XHCRA-FM
- Álamo-Temapache, Veracruz; Mexico;
- Broadcast area: Tuxpan, Veracruz
- Frequency: 93.1 FM
- Branding: La Poderosa

Programming
- Format: Regional Mexican

Ownership
- Owner: Grupo Radiorama; (XHCRA-FM, S.A. de C.V.);
- Operator: Pergom Medios
- Sister stations: XHTVR-FM

History
- First air date: November 12, 1993 (concession)
- Call sign meaning: CeRro Azul

Technical information
- Licensing authority: CRT
- Class: C1
- ERP: 40 kW
- HAAT: 231.50 m

Links
- Webcast: Listen live
- Website: lapoderosaenlinea.com

= XHCRA-FM =

Radio station in Álamo Temapache, Veracruz, Mexico

XHCRA-FM is a radio station on 93.1 FM serving Tuxpan, with its transmitter in Cerro El Calvario, Álamo-Temapache, Veracruz, Mexico.

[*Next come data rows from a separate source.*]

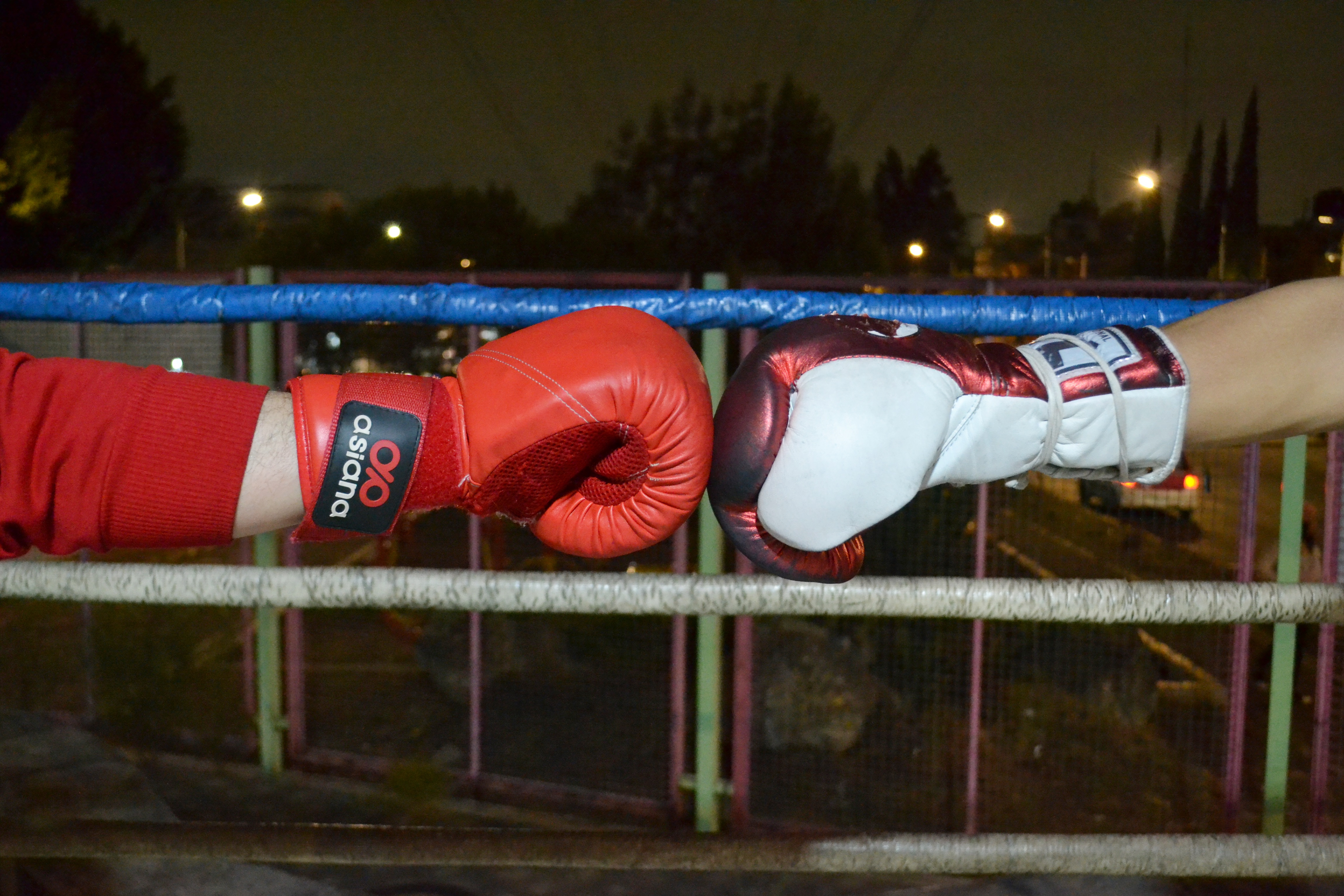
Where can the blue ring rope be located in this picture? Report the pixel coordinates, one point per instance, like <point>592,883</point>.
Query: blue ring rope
<point>470,304</point>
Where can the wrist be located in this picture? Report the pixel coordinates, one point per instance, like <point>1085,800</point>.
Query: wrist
<point>373,447</point>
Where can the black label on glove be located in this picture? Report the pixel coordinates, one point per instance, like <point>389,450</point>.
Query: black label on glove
<point>369,471</point>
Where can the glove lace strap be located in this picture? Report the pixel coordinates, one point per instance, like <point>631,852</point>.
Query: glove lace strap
<point>1056,400</point>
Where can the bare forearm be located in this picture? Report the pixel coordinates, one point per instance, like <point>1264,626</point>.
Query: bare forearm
<point>1265,367</point>
<point>271,498</point>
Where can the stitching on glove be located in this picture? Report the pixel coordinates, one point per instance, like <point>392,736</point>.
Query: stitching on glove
<point>558,397</point>
<point>492,352</point>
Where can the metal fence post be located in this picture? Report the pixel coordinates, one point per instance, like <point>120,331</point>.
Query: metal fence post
<point>744,648</point>
<point>296,686</point>
<point>677,672</point>
<point>709,675</point>
<point>246,624</point>
<point>261,362</point>
<point>475,656</point>
<point>978,663</point>
<point>1324,700</point>
<point>1285,639</point>
<point>1240,673</point>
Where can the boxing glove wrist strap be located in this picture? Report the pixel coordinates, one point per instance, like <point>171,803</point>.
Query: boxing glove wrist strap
<point>362,445</point>
<point>1164,420</point>
<point>1056,402</point>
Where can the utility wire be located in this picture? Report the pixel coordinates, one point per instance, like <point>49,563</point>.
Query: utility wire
<point>479,73</point>
<point>900,53</point>
<point>763,29</point>
<point>578,97</point>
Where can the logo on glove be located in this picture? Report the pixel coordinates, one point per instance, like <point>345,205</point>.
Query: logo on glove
<point>365,482</point>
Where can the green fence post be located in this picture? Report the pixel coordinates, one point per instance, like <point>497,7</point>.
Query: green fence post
<point>709,652</point>
<point>261,367</point>
<point>1285,637</point>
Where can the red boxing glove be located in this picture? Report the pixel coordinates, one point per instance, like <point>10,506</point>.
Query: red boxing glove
<point>595,429</point>
<point>834,424</point>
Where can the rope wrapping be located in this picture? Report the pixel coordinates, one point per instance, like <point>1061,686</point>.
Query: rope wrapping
<point>470,304</point>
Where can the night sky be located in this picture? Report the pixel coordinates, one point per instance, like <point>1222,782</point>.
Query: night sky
<point>368,96</point>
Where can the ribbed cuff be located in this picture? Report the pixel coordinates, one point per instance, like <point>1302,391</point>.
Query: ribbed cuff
<point>179,461</point>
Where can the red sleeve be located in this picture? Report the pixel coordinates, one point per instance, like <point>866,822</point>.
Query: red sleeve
<point>104,456</point>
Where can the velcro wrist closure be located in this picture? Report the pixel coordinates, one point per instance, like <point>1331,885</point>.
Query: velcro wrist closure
<point>378,429</point>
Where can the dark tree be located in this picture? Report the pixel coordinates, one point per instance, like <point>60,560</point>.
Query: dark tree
<point>1244,199</point>
<point>91,147</point>
<point>1150,245</point>
<point>749,185</point>
<point>1184,257</point>
<point>1214,217</point>
<point>892,203</point>
<point>939,223</point>
<point>918,206</point>
<point>1076,229</point>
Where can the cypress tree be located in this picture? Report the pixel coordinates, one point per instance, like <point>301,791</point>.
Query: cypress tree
<point>1150,245</point>
<point>1183,260</point>
<point>1215,207</point>
<point>1244,199</point>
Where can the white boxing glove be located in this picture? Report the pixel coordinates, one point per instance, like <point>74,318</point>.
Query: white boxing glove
<point>834,424</point>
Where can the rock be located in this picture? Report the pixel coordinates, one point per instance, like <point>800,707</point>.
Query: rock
<point>814,687</point>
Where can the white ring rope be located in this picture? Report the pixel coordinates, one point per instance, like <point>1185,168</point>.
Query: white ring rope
<point>1105,601</point>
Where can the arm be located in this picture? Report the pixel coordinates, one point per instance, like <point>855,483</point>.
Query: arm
<point>1265,367</point>
<point>100,456</point>
<point>271,498</point>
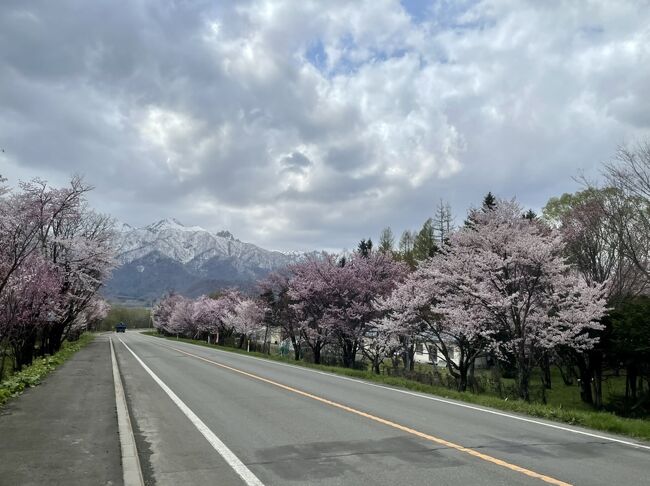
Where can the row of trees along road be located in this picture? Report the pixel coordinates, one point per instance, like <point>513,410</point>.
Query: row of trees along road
<point>55,253</point>
<point>568,289</point>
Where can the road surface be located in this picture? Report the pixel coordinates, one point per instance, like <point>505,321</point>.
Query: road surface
<point>206,416</point>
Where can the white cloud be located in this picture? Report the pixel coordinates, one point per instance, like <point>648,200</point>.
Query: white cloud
<point>313,124</point>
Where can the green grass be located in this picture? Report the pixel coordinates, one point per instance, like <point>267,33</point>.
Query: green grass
<point>32,375</point>
<point>562,406</point>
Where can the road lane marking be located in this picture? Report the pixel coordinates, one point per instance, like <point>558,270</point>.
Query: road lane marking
<point>403,428</point>
<point>233,461</point>
<point>131,470</point>
<point>443,400</point>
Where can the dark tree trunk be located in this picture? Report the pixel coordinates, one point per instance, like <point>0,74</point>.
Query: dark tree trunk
<point>296,348</point>
<point>546,371</point>
<point>596,369</point>
<point>631,382</point>
<point>585,381</point>
<point>349,352</point>
<point>316,350</point>
<point>375,366</point>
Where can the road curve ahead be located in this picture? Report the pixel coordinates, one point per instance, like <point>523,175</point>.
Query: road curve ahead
<point>206,416</point>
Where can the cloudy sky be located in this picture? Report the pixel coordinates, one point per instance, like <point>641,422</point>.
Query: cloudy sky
<point>310,124</point>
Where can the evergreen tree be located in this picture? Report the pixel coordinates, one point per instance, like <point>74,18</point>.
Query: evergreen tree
<point>530,215</point>
<point>365,248</point>
<point>386,240</point>
<point>424,245</point>
<point>489,202</point>
<point>406,248</point>
<point>443,224</point>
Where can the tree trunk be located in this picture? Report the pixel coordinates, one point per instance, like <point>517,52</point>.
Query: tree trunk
<point>585,381</point>
<point>296,348</point>
<point>631,382</point>
<point>546,371</point>
<point>596,369</point>
<point>316,351</point>
<point>375,365</point>
<point>349,352</point>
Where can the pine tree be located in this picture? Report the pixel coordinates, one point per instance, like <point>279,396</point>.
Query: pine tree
<point>489,201</point>
<point>443,224</point>
<point>386,240</point>
<point>365,248</point>
<point>529,215</point>
<point>424,245</point>
<point>406,248</point>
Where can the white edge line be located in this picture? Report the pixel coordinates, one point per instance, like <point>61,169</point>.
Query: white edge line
<point>233,461</point>
<point>131,470</point>
<point>442,400</point>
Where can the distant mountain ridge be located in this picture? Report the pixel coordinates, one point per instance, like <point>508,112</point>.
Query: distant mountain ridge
<point>169,256</point>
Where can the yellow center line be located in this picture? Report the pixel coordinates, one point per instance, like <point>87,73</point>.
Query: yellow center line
<point>403,428</point>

It is owned by Grupo Radiorama, operated by Pergom Medios, and carries its La Poderosa Regional Mexican format.

==History==
XHCRA received its concession on November 12, 1993. Originally put out for bid to be located in Cerro Azul, XHCRA was owned by Alejandro Solís Barrera. The current concessionaire was awarded the station in 2015.

The tower is on Cerro El Calvario in Álamo Temapache, but XHCRA is based in Tuxpan and is part of a Radiorama cluster that includes XHTVR-FM.